Zimmerman’s knack for the visual is intact, certainly: Argonautika plays out on a spare wooden box, with ropes to suggest rigging and doors that open to hint at Hades or disgorge the parade of heroes who’ll crew the Argo. Goddesses stalk through now and again, self-involved and silly, fouling things up as often as not; Lisa Tejero’s Hera gets most of the laughs, not least because her gown flares up about the shoulders when she’s offended, giving her the look of an alarmed iguana.

In fact the director’s sense of humor, refreshingly, is rather more in evidence than it was in 2004’s lyrically wistful Pericles. Check her Kraken, conjured with a sea of green cloth and two softball-size eyes, or the lurching puppet giant who, once trounced, goes shuffling woefully off stage right, barely half the man he used to be.

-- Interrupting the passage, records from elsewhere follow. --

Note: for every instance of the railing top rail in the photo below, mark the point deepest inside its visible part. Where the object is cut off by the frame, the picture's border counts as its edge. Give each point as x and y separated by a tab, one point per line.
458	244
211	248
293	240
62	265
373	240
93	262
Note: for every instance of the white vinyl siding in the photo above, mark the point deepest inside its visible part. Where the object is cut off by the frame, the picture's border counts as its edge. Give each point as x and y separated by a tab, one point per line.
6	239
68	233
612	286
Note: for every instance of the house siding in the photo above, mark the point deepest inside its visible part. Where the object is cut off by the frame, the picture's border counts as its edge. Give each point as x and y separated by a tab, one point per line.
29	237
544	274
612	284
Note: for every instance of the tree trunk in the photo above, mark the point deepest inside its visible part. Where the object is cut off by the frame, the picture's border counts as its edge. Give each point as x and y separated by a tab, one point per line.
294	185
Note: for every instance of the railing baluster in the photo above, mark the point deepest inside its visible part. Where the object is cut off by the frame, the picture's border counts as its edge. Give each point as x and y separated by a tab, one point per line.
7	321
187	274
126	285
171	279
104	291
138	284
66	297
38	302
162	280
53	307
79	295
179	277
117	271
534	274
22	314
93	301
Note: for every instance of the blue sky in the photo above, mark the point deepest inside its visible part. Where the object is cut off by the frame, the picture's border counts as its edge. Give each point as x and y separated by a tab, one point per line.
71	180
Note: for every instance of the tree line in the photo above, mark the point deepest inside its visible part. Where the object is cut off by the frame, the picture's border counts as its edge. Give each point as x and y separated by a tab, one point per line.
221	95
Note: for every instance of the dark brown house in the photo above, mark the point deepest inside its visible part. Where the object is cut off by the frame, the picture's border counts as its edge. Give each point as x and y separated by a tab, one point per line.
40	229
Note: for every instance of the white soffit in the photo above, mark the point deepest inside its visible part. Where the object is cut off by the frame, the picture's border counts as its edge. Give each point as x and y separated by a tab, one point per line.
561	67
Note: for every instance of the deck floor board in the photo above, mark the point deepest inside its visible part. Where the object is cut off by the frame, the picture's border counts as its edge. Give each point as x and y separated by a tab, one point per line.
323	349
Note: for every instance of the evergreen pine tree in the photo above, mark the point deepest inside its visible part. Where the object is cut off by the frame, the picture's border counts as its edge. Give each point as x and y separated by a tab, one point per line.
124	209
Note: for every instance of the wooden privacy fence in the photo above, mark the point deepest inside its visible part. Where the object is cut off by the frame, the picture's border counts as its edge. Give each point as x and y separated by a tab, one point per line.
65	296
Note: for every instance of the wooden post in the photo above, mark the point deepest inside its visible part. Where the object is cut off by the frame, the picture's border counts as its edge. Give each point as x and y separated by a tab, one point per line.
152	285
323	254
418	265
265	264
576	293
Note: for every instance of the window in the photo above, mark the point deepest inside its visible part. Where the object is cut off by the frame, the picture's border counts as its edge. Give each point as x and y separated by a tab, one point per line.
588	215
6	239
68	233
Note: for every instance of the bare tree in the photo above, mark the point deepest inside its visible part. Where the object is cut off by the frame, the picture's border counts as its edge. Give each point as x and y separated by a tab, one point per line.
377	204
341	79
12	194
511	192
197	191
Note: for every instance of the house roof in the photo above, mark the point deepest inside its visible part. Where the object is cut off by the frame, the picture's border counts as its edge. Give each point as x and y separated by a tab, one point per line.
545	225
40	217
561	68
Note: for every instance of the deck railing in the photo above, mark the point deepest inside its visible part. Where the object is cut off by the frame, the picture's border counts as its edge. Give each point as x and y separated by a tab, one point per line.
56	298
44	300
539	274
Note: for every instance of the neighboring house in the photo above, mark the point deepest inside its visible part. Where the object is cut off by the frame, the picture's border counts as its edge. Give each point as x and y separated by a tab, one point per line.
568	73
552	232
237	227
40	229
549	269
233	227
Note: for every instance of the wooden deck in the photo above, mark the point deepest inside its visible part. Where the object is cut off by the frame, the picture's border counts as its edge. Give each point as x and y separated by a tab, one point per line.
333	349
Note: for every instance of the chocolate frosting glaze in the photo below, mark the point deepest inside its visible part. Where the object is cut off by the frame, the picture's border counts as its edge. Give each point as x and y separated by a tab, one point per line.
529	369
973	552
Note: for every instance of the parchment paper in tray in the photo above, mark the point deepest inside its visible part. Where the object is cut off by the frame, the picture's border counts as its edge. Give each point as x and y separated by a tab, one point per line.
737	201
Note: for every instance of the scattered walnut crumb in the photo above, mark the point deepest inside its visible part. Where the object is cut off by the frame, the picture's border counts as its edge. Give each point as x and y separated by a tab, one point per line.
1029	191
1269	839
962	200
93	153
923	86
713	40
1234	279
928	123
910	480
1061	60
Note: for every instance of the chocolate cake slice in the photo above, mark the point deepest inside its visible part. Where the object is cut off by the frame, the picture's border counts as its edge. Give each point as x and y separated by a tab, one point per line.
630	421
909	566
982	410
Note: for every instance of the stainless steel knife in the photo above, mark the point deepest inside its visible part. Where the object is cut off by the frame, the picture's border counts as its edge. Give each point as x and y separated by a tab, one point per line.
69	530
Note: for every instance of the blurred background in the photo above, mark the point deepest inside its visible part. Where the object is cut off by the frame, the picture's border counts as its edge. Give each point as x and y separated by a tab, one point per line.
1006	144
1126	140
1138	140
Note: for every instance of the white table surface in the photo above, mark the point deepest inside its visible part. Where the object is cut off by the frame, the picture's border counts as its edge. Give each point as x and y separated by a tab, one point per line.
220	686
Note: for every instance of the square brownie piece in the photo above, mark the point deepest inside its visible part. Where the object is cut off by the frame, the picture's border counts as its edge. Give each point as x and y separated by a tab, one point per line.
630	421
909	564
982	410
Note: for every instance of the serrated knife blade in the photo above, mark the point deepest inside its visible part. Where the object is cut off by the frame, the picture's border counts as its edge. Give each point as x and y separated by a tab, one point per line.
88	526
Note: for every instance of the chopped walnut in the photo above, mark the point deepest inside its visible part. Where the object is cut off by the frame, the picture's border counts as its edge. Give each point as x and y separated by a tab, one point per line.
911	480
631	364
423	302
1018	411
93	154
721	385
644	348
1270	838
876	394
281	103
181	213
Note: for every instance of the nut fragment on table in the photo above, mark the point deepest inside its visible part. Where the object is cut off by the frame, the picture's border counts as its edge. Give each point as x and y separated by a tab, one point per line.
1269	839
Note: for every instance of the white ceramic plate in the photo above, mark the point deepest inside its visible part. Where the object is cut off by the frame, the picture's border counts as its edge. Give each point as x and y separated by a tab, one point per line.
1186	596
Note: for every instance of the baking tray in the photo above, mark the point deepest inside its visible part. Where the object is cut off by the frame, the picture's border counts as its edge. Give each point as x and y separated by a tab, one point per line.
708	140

But Jake Suffian’s decent, relatively inert Jason, alas, makes a squishy center of attention—a deliberate choice, one gathers, so as to suggest the potentially heroic, and the potentially havoc-making, in all of us.

Things pick up a little in Act 2, with Medea all bloody from the visibly painful arrow Eros has pinned her with—and without a strong focus for the rising action, all the pissy potentates, strutting heroes, pining princesses, and snide goddesses don’t really hang together. Argonautika, alas, feels in the end like a long, slow sail to not much of anywhere.